Love and scandal are the best sweeteners of tea. —Henry Fielding

26 October 2011

Les Trois Mousquetaires

It occurred to me only while watching this new adaptation (if you can call it that) of The Three Musketeers that musketeer movies never seem to be about muskets and are actually always about swashbuckling.


The most important things about the new version of The Three Musketeers are:

1.) The costumes (by Pierre-Yves Gayraud, who hasn't had an assignment this cool before) are spectacular. Absolutely gorgeous. They might even be revelatory. I was in love with almost every piece. And costumes become a kind of running joke throughout the film, so the audience is actively scrutinizing the costumes. There are fabulous hats and ludicrous colors and extraordinary brocades. I was in love.

2.) This movie has nothing to do with any novel ever written by Alexandre Dumas, père. Nothing.

3.) A lot of money was spent on this movie. And it showed.

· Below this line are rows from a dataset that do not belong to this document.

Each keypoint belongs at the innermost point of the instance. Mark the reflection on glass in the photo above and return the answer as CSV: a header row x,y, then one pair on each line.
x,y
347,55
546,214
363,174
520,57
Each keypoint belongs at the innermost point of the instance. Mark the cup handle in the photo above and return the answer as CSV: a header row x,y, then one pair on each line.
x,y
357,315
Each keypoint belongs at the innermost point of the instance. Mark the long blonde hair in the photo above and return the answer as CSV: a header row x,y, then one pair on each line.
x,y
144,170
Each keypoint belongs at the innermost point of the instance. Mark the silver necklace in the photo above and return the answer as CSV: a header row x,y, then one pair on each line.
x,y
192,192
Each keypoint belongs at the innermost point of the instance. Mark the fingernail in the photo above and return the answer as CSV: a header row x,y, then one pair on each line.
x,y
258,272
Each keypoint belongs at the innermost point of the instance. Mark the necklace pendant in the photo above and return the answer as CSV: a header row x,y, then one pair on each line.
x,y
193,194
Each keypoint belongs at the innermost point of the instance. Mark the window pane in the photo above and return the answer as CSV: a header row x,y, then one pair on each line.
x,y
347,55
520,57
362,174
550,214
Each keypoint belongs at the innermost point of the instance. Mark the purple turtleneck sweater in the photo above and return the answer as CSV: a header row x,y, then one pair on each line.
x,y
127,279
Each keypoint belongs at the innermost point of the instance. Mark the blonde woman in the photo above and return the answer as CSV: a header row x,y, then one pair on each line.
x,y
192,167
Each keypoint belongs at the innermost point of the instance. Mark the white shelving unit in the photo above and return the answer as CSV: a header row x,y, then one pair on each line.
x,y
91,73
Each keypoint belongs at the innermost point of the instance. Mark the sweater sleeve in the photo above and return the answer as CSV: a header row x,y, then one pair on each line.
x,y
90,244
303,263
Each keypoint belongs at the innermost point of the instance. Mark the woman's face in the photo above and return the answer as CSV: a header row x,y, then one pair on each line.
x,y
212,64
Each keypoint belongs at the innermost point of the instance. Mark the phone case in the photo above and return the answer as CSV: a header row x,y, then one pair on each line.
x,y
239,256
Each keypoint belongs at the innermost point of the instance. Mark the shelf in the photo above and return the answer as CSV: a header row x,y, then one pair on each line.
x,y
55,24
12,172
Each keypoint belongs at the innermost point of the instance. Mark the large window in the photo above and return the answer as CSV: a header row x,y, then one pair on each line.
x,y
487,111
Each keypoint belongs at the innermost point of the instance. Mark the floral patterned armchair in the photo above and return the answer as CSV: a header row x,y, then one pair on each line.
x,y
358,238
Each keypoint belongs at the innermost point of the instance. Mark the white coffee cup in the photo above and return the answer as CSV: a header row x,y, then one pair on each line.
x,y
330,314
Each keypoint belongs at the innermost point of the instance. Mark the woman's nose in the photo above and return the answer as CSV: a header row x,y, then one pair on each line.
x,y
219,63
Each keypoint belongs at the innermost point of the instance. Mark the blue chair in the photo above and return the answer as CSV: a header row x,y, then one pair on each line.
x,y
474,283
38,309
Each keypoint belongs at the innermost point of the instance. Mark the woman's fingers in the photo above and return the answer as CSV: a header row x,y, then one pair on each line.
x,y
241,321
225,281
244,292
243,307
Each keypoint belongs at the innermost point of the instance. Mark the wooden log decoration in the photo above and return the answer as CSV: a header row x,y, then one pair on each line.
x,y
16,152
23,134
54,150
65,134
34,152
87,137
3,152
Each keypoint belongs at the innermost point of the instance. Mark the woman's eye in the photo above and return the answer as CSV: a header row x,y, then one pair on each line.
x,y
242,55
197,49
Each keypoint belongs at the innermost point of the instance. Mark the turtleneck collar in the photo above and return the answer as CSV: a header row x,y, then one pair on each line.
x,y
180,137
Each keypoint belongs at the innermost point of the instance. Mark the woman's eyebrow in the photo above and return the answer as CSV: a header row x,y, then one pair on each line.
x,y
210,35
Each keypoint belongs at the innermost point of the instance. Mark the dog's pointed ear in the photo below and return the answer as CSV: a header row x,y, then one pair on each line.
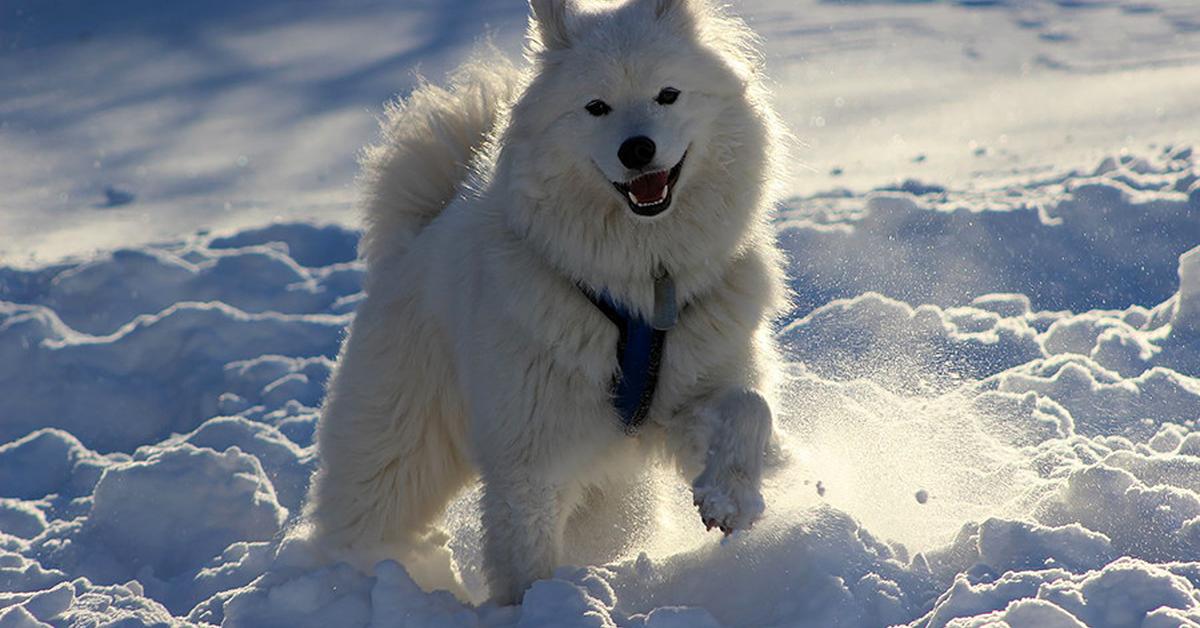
x,y
550,18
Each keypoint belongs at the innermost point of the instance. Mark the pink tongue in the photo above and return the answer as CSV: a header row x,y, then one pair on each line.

4.) The Three Musketeers is completely, almost wholly derivative of two recent films: Sherlock Holmes and Pirates of the Caribbean: Dead Man's Chest. Three Musketeers doesn't have beaucoup de slow-motion the way Sherlock does, but it has enough of it that it's debt to Guy Ritchie's movie is obvious. The whole idea of refiguring of a plot from seventeenth-century France so that it has lots of action sequences and explosions also seems indebted to the new Sherlock franchise. The debt to Dead Man's Chest will become clearer when I tell you that Three Musketeers involves airships. That are armed with cannons. That are, for some reason, steered using that same big wheel that pirate ships use.

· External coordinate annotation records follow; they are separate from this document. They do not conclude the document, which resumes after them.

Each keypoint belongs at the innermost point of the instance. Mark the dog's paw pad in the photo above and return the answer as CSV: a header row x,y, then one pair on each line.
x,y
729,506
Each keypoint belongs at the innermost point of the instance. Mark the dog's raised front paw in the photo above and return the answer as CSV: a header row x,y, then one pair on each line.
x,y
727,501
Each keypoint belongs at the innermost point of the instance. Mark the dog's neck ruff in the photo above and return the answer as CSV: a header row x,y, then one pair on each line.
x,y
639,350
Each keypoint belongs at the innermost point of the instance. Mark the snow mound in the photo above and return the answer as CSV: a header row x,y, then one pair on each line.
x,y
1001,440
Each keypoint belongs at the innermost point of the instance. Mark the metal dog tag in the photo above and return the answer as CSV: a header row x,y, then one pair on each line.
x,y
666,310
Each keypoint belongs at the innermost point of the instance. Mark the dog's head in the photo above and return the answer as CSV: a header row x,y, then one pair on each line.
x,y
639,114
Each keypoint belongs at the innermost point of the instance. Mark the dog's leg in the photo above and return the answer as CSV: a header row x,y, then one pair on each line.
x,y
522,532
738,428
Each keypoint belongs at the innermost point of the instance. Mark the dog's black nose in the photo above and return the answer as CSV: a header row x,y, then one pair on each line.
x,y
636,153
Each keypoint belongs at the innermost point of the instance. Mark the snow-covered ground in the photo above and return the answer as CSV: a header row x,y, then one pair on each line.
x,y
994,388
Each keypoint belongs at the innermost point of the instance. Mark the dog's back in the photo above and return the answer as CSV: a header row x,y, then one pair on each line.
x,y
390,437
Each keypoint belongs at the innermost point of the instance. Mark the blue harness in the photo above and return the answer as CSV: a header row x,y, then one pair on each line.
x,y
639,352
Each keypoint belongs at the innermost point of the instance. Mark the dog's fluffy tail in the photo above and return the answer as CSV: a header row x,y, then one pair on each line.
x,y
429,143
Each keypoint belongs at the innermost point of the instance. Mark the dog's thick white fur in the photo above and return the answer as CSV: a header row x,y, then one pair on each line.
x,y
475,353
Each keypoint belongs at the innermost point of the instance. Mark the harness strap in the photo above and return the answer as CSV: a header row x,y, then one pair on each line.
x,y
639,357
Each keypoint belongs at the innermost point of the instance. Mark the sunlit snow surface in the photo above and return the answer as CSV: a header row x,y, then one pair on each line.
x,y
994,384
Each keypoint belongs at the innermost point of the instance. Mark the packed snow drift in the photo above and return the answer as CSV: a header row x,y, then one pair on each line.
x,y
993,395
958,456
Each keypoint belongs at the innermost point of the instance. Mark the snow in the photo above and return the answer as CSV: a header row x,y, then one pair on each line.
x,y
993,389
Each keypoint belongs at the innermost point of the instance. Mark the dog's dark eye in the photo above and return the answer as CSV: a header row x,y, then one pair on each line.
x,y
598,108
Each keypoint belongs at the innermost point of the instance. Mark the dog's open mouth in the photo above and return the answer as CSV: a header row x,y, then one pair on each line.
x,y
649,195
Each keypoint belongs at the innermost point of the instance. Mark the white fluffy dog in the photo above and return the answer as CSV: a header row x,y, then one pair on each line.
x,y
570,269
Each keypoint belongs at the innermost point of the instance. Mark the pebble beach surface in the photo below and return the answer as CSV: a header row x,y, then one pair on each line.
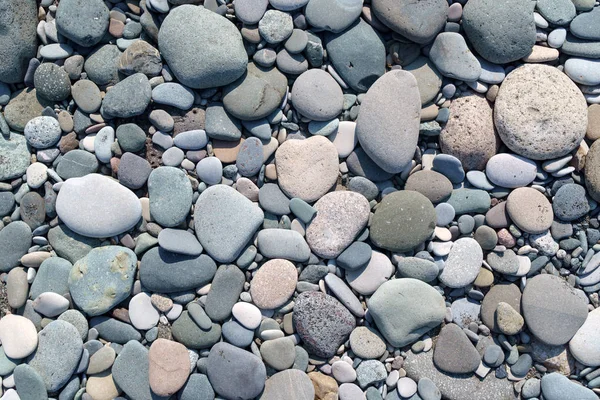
x,y
299,199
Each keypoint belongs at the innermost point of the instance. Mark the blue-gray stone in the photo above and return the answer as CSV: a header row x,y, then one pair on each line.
x,y
165,272
113,330
170,193
174,95
250,157
58,341
15,240
52,276
102,279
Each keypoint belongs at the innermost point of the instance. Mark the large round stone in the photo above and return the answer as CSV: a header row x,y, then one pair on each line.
x,y
404,309
469,134
540,113
307,168
402,221
387,126
97,206
256,94
208,52
484,22
102,279
418,21
553,310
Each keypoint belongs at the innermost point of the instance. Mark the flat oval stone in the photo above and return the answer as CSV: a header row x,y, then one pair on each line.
x,y
224,361
256,94
18,335
534,100
225,221
307,168
398,211
183,272
97,206
102,279
357,54
404,309
510,170
317,96
529,210
341,216
387,126
267,295
209,54
463,263
497,42
553,311
59,340
170,193
419,22
322,322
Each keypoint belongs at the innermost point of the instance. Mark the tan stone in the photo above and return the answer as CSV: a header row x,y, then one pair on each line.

5.) I love the young man who plays the King of France, Freddie Fox. He is adorable and (again) ludicrous. All of my favorite things about this movie are completely absurd.

6.) There is a poop joke and a puke joke. I hated both of them.

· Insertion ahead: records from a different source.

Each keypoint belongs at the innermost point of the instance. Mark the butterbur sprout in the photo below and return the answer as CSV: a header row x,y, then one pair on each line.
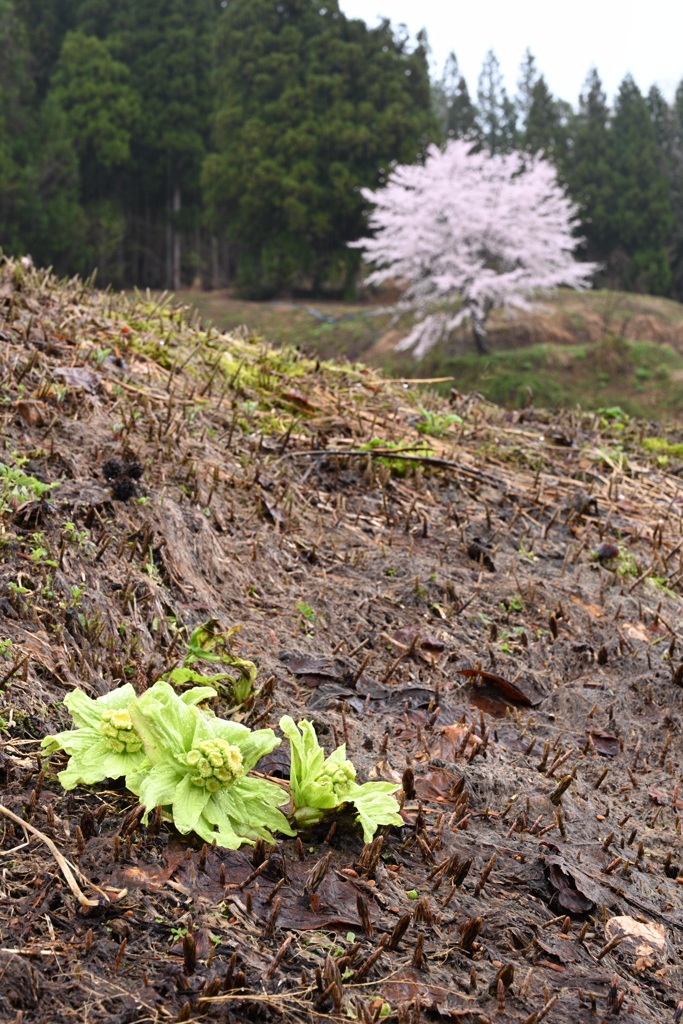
x,y
321,784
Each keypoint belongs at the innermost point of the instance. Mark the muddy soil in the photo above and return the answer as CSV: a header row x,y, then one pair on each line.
x,y
484,606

7.) Milla Jovovich is a big ol' mess in this. I hope they recast her (or at least reduce her role) for the sequel. (I'm guessing they'll call it The Four Musketeers like Twentieth Century Fox did in the 1974/1975).

8.) I love Orlando Bloom. I don't care what anyone says. I don't care if he doesn't know what kind of movie he's in. He's fabulous and earnest and I just love him.


I guess there is kind of a lot to say about this movie. I sort of had a blast. The whole things is laugh-out-loud funny. There isn't more than ten consecutive minutes in it that anyone could possibly take seriously. The plot is an absolute nonsense. There are more anachronisms than I could count if I were even to bother to try. But to worry about anachronisms here would be to completely miss the film's own delightful charm. The film is chock full of residents of Hollywood playing dress-up and doing their best to make unabashedly silly dialogue work. It had the best time. Think about this movie like a big old history book dressed up in a rhinestone-studded bridesmaid gown.

In other words, just let The Three Musketeers wash over you like a very pretty bit of inanity.

Aside from musketeer, I thought I would also look up swashbuckling. Because what the hell does that mean anyway. Well, a swash, as it turns out, is a swipe with a sword through the air. And a buckle is a shield. So swashbuckling appears to mean something like swashing-the-buckle or making a sound by hitting a shield with a sword.